A Charlotte Non-profit Nurtures and Supports Young Women.

Healing Vine Harbor

By Rosanny Crumpton

Healing Vine Harbor (HVH) is transforming lives one woman at a time by serving at-risk women (ages 18 and older) who have aged out of the foster care system. These young women often find themselves homeless, unstable or in potentially dangerous circumstances.

When teens age out of the foster care system, they are “out there with no parents, trying to fend for themselves,” explained Alicia Verdun, an HVH board of directors member. Women sometimes have more challenges than men, often falling to different things like sex trafficking,” she said.

Healing Vine Harbor’s mission is to reduce the number of single women living in shelters or unsafe situations, providing a pathway out of poverty to ensure they are self-sufficient.

Tracey Questell, HVH’s executive director and founder, has supported youth, men, and women throughout her 30-year career in human services.

The HVH Board of Directors is working on obtaining a residential facility to house women in emergency situations. This facility would also serve as a space to hold their monthly TEACH (Transforming, Empowering, And Creating Hope) workshops, one of the four programs offered through HVH. Workshops are led by volunteers who have backgrounds in subject matters that vary from housing stability, employment readiness, healthy nutrition and more. Currently, HVH serves more than 300 women annually through its four programs.

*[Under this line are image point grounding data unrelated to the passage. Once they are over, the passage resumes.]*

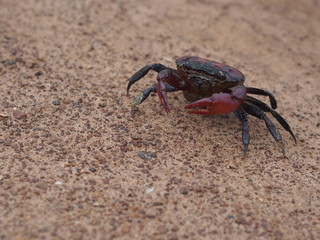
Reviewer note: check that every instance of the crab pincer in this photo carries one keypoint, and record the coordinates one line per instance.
(219, 103)
(162, 93)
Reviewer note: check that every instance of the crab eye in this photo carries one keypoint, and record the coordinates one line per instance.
(221, 74)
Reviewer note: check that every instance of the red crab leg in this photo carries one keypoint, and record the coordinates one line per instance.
(162, 93)
(219, 103)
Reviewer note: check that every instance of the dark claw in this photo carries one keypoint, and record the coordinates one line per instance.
(276, 115)
(257, 112)
(262, 92)
(242, 116)
(142, 72)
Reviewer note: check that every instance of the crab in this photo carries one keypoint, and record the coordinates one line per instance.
(212, 88)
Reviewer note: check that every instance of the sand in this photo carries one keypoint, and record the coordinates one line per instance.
(78, 162)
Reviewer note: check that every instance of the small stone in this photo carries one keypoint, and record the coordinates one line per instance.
(39, 73)
(162, 229)
(102, 104)
(146, 155)
(184, 191)
(56, 102)
(19, 114)
(11, 62)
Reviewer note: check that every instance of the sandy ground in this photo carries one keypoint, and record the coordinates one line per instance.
(78, 163)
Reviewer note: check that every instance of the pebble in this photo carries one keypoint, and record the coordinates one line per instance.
(146, 155)
(19, 114)
(56, 102)
(184, 191)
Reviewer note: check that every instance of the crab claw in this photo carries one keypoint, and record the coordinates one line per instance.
(162, 93)
(219, 103)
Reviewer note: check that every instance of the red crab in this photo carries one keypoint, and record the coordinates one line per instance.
(213, 88)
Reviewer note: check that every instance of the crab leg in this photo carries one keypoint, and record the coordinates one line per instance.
(142, 72)
(219, 103)
(262, 92)
(162, 93)
(242, 116)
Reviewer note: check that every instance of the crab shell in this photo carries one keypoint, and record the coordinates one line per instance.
(206, 77)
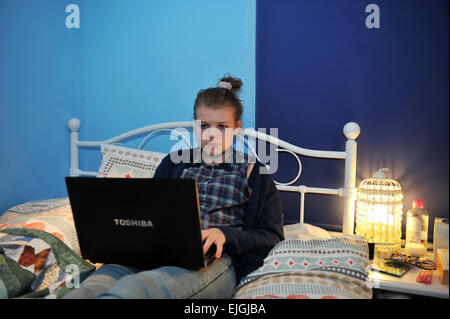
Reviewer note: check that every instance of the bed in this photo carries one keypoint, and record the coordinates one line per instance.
(40, 255)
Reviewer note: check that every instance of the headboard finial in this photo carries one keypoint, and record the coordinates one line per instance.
(352, 130)
(74, 124)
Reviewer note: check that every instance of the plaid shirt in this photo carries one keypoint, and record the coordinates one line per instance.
(222, 191)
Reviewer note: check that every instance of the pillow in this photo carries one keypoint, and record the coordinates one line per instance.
(126, 162)
(305, 231)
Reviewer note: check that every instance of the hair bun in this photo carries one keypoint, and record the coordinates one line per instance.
(236, 83)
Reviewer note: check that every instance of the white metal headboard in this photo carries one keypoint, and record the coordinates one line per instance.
(348, 191)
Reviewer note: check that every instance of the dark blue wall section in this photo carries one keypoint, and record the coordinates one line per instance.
(318, 66)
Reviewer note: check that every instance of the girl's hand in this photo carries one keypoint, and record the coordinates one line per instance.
(213, 236)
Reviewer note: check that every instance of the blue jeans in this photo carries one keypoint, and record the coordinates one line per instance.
(217, 281)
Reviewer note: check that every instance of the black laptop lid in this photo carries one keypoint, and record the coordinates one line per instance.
(143, 223)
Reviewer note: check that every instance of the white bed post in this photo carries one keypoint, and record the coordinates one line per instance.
(351, 132)
(74, 125)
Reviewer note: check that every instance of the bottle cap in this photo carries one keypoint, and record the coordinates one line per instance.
(417, 203)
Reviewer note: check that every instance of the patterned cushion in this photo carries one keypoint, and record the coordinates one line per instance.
(51, 215)
(335, 268)
(121, 161)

Healing Vine Harbor provides one-time emergency financial resources through its Heal & Eradicate Lingering Poverty (HELP) program. Donors have helped with back-rent payments, provided furniture, gift cards, boxes of food and more. HVH’s program, the “Healing Closet” allows participants in need to shop for clothing, housewares, accessories and other necessities from a closet of donated items at no cost to them. Also “Healing Bags” are donated to homeless girls and women. They include various necessary toiletries to help lighten the financial load.

The organization is sustained through volunteers, donors and corporate sponsors. HVH is seeking additional funding and volunteers. “We’re doing some great things,” Questell said. “We just need a little more help so we can do more.”